I am a little lost with these two. 


magkita tayong muli.  (=> from Headstart for the Philippines.)
magkita tayo bukas.  (=> from the net.)

I believe both of them are correct. But I cannot wrap my head around the 'ng' thing.
Why 'tayong' with the first sentence and 'tayo' with the second one ??

Maring salamat sa tulong ninyo.


----------



## mataripis

Hi maelv! 1.) both expressions can be understood by  the Filipinos but i think the second sentence should be " Magkikita tayo bukas".  2.) The addition of Ng in Tagalog is unexplainable to me but i can give other ways of saying the 1st sentence. a.) Magtagpo tayong muli. b.) Kitang magtagpo muli.    k.)magharap kitang muli.      what i noticed is there is no date/time/day indicated when to see each other.   3.) The second sentence sounds correct but in the internet it is more appropriate to say " Bukas ulit! "or ulitin natin bukas ang usapan natin dito (sa internet)!


----------



## maelv

Ok Thanks for the explanations !


----------



## DotterKat

First, _Magkita tayo muli_ and _Magkita tayong muli_ are both acceptable. On the other hand, _Magkita tayo bukas_ cannot be _Magkita tayong bukas_.

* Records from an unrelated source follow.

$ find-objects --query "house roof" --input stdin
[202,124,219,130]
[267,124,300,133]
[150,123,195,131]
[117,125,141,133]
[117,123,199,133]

Unfortunately, there is no formulaic answer to your question since this really has more to do with phonological adjustments to spoken language that produce smooth speech, or what we would commonly perceive as fluency. That can only come with repeated use and issues such as when to add -g or -ng at the end of a word to enhance fluency will come intuitively. There will be certain rules to follow, like adding -ng to indicate possession (ating, aking, etc.), but they will not cover all issues. For instance, take your sentence _Magkita tayo bukas_, which as I indicated cannot be _Magkita tayong bukas_. However, if used in figurative speech such as _Huwag tayong mawalan ng pag-asa dahil mayroon pa tayong bukas_, "tayong bukas" is now used correctly. Switch that back to colloquial speech like _Huwag mong ubusin 'yan para meron pa tayo bukas_, "tayo bukas" once again cannot be _tayong bukas_. In the end, these phonological adjustments are best learned by oral and aural practice and exposure.


----------



## maelv

Hi, salamat ! 

(sorry i missed the email notification)


----------